HIV Linked To Menstrual Dysfunction In Women


HIV-positive women are significantly more likely to experience ammenorrhea lasting longer than 3 months than are HIV-negative women, according to researchers at the State University of New York in Brooklyn.

Dr. Keith Chirgwin and colleagues reported this finding following an evaluation of 248 premenopausal HIV-positive women, who had not developed AIDS, and 82 HIV-negative women. He found that women with HIV infection were also significantly more likely to have intervals of greater than 6 weeks between menstruation and to have ... lower rates of pre-menstrual breast symptoms and dysmenorrhea than HIV-negative women. Other measures of menstrual function were similar in the two groups.
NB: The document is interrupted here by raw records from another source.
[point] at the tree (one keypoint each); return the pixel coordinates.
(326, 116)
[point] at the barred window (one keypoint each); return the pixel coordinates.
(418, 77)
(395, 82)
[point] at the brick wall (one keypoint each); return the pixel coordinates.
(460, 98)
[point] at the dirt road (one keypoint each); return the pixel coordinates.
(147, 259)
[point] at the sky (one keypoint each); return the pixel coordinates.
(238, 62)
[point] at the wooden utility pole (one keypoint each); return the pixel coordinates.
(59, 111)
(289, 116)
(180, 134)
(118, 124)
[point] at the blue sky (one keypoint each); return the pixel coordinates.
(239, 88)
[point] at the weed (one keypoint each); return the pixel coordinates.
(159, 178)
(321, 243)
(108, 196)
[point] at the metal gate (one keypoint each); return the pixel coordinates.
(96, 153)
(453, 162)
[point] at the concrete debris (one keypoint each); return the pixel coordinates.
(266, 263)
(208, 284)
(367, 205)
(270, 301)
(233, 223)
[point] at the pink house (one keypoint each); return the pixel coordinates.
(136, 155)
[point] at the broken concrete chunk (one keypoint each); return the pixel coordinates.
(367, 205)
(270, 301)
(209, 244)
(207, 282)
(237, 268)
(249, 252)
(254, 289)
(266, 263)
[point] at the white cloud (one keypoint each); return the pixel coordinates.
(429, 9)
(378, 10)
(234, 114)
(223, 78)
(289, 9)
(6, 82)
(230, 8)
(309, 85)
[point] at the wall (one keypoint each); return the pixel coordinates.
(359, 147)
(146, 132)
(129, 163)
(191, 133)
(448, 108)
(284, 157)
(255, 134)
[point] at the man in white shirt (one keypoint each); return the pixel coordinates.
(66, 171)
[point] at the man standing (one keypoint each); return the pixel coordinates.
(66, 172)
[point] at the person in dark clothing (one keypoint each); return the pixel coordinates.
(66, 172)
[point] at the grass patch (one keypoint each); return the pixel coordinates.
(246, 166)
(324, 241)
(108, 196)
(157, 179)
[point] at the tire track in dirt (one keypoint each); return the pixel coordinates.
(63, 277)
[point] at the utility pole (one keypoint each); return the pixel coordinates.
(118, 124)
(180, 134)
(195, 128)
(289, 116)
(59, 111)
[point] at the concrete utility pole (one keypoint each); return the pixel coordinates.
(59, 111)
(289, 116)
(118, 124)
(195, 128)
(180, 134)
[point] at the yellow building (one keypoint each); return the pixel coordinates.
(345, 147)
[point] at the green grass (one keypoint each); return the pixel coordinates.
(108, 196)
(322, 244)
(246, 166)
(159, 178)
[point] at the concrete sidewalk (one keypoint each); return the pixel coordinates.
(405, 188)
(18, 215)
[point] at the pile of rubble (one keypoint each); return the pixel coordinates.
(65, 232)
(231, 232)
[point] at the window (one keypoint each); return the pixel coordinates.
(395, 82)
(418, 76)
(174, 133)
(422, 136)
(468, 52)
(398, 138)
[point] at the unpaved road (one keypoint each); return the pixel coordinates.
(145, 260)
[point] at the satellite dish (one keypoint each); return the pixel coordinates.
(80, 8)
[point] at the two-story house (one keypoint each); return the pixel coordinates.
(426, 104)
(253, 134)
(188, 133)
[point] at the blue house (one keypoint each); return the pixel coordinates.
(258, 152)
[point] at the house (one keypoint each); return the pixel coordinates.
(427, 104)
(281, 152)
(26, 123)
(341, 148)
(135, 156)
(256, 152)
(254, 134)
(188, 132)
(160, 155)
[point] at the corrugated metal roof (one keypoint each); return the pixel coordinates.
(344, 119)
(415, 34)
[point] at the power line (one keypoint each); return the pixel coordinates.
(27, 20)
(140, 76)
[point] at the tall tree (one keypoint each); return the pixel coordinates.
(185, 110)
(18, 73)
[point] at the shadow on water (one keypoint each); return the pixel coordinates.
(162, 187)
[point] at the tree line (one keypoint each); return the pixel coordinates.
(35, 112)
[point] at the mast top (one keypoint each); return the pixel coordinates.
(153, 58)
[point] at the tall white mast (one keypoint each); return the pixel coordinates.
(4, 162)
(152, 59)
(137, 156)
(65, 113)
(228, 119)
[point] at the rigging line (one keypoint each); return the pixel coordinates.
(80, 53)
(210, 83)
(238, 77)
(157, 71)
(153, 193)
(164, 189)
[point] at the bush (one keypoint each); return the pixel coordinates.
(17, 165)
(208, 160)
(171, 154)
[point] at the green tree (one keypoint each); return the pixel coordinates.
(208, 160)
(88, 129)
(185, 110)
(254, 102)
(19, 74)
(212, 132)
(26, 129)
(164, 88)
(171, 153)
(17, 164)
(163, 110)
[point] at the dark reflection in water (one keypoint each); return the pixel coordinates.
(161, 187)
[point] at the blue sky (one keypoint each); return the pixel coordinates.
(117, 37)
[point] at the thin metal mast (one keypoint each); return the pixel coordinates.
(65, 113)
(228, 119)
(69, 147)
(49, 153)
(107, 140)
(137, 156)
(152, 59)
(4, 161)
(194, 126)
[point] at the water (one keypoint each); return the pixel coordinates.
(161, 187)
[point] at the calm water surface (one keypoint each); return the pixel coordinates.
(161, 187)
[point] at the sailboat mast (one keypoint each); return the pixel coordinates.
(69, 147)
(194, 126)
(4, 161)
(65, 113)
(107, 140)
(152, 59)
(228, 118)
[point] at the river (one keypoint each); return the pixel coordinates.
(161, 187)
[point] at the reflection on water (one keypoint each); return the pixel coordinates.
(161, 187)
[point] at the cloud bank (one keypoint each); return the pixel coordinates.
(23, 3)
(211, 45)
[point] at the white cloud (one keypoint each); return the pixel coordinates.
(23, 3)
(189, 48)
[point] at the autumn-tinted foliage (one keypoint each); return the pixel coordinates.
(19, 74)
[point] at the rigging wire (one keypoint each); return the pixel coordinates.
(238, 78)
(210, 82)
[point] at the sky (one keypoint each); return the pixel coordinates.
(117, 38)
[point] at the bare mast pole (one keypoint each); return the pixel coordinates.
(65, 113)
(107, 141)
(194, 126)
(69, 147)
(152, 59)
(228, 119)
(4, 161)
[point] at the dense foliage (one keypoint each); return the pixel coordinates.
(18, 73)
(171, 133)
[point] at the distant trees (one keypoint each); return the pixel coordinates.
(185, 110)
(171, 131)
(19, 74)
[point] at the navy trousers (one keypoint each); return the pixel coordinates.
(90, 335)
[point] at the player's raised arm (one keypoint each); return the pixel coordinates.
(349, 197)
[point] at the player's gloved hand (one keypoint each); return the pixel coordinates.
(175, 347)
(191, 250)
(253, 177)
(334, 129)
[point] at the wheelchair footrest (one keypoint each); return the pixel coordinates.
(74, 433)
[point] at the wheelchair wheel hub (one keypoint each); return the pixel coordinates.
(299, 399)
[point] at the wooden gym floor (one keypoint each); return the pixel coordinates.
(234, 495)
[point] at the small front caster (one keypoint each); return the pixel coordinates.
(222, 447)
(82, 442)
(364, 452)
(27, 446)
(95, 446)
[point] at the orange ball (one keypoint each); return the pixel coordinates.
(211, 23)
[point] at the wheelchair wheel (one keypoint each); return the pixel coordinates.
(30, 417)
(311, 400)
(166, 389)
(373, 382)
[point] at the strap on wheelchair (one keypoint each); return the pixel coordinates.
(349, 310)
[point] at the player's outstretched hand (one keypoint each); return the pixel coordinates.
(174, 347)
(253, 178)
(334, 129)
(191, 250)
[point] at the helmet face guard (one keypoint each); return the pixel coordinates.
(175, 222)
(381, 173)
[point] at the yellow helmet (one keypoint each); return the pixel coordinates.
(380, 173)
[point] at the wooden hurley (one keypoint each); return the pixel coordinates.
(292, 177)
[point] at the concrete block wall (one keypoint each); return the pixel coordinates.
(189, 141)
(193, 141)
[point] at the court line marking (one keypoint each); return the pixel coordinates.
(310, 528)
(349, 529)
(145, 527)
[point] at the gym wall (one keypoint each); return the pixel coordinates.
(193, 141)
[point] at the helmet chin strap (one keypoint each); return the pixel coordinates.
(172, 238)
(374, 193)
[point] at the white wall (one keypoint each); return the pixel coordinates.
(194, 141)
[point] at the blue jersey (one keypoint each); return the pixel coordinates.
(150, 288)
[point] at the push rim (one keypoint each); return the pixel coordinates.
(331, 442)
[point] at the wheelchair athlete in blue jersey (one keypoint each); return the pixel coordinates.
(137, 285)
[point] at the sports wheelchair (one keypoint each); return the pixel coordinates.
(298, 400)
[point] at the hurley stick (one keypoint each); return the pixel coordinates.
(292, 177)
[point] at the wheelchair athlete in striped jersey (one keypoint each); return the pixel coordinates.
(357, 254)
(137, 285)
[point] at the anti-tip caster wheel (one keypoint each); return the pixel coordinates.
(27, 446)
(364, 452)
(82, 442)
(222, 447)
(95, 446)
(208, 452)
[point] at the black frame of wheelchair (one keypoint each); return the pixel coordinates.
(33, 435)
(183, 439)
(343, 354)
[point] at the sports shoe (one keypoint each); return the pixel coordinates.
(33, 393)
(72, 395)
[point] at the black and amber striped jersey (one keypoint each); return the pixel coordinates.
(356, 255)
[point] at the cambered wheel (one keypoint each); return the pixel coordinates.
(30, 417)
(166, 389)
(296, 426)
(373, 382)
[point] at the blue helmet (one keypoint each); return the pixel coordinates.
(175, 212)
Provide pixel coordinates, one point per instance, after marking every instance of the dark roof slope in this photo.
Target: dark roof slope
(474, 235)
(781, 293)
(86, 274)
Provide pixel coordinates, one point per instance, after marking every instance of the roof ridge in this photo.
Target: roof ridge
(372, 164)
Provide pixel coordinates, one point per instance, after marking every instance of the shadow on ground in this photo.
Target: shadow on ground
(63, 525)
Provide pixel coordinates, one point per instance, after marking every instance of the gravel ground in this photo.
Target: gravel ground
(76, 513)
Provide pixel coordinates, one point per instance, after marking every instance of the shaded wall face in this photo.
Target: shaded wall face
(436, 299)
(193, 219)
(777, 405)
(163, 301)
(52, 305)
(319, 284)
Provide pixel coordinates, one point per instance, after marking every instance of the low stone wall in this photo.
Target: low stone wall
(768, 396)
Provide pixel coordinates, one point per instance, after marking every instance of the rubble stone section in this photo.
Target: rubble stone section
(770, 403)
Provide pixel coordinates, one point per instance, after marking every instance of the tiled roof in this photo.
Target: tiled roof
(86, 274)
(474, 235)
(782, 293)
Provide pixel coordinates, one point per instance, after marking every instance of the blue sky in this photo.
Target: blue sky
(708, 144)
In addition, there was ...no correlation between menstrual abnormalities and CD4 count or category B symptoms, the two key indicators of HIV disease stage in this cohort, he reports.

These findings suggest ..the possibility of disturbances in menstrual function that do not appear to be attributable to clinically apparent secondary complications of HIV. Changes in menstrual function were also significantly associated with a past history of, but not current, substance abuse, suggesting the possibility that socio-economic factors rather than biologic effects of drugs may be responsible.

Ref: J Acquir Immun Defic Syndr Hum Retrovirol 1996;12:489-494.